Scaling factors for each configuration

Scaling factors for each configuration presented either in a table or a plot allow to compare the scaling factors applied to the configurations. It is used in sensory analysis to understand how the experts use the rating scales.

Results of the consensus test

The number of permutations that have been performed, the value of Rc which corresponds to the proportion of the original variance explained by the consensus configuration, and the quantile corresponding to Rc, calculated using the distribution of Rc obtained from the permutations are displayed to evaluate the effectiveness of the Generalized Procrustean Analysis. You need to set a confidence interval (typically 95%), and if the quantile is beyond the confidence interval, one concludes that the Generalized Procrustean Analysis significantly reduced the variance.

Results of the dimensions test

For each factor retained at the end of the PCA step, the number of permutations that have been performed, the F calculated after the Generalized Procrustean Analysis (F is here the ratio of the variance between the objects, on the variance between the configurations), and the quantile corresponding to F calculated using the distribution of F obtained from the permutations are displayed to evaluate if a dimension contributes significantly to the quality of the Generalized Procrustean Analysis. You need to set a confidence interval (typically 95%), and if the quantile is beyond the confidence interval, one concludes that factor contributes significantly. As an indication are also displayed, the critical values and the p-value that corresponds to the Fisher’s F distribution for the selected alpha significance level. It may be that the conclusions resulting from the Fisher’s F distribution is very different from what the permutations test indicates: using Fisher’s F distribution requires to assume the normality of the data, which is not necessarily the case.

Results for the consensus configuration

  • Objects coordinates before the PCA: This table corresponds to the mean over the configurations of the objects coordinates, after the Generalized Procrustean Analysis transformations and before the PCA.
  • Eigenvalues: If a PCA has been requested, the table of the eigenvalues and the corresponding scree-plot are displayed.

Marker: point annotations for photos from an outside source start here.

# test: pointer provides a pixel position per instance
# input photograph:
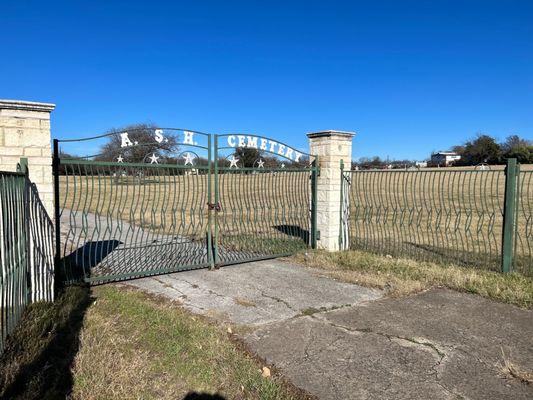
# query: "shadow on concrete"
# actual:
(203, 396)
(78, 264)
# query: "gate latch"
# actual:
(214, 206)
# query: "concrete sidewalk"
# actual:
(342, 341)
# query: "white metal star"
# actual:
(188, 158)
(153, 159)
(233, 162)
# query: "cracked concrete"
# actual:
(342, 341)
(439, 344)
(256, 293)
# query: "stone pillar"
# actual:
(331, 147)
(25, 132)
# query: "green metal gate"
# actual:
(151, 200)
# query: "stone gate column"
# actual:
(331, 147)
(25, 132)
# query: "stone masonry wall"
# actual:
(331, 147)
(25, 132)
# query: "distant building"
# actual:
(444, 158)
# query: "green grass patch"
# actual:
(117, 343)
(401, 276)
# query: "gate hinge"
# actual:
(214, 206)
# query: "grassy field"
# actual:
(447, 215)
(401, 276)
(116, 343)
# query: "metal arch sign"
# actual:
(264, 144)
(233, 141)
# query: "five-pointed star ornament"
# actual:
(153, 159)
(188, 158)
(233, 162)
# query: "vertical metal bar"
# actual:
(210, 257)
(26, 218)
(55, 172)
(509, 215)
(341, 213)
(217, 200)
(314, 193)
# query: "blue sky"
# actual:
(408, 76)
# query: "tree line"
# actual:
(485, 149)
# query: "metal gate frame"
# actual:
(213, 172)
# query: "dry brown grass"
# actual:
(448, 213)
(137, 346)
(400, 277)
(509, 368)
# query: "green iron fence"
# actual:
(477, 218)
(26, 238)
(139, 208)
(14, 251)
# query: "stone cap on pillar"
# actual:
(331, 133)
(26, 105)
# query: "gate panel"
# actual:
(265, 199)
(122, 220)
(153, 201)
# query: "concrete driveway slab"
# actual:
(440, 345)
(256, 293)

The percentage of the total variability corresponding to each axis is computed from the eigenvalues.
  • Correlations of the variables with the factors: These results correspond to the correlations between the variables of the consensus configuration before and after the transformations (Generalized Procrustean Analysis and PCA if the latter has been requested). These results are not displayed on the circle of correlations as they are not always interpretable.
  • Objects coordinates: This table corresponds to the mean over the configurations of the objects coordinates, after the transformations (Generalized Procrustean Analysis and PCA if the latter has been requested). These results are displayed on the objects charts.

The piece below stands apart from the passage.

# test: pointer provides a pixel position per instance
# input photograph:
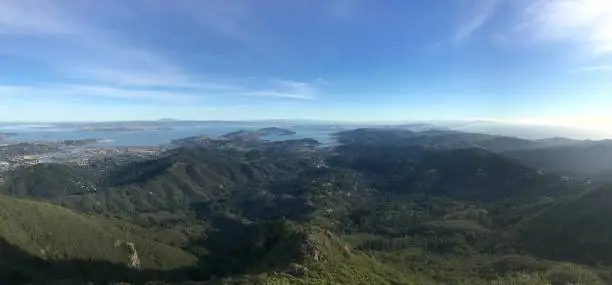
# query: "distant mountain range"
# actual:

Results for the configurations after transformations

  • Variance by configuration and by dimension: This table allows to visualize how the percentage of total variability corresponding to each axis is divided up for the configurations.
  • Correlations of the variables with the factors: These results, displayed for all the configurations, correspond to the correlations between the variables of the configurations before and after the transformations (GPA and PCA if the latter has been requested). These results are displayed on the circle of correlations.
  • Objects coordinates (presentation by configuration): This series of tables corresponds to the objects coordinates for each configuration after the transformations (GPA and PCA if the latter has been requested). These results are displayed on the first series of objects charts.
  • Objects coordinates (presentation by object): This series of tables corresponds to the objects coordinates for each configuration after the transformations (GPA and PCA if the latter has been requested). These results are displayed on the second series of objects charts.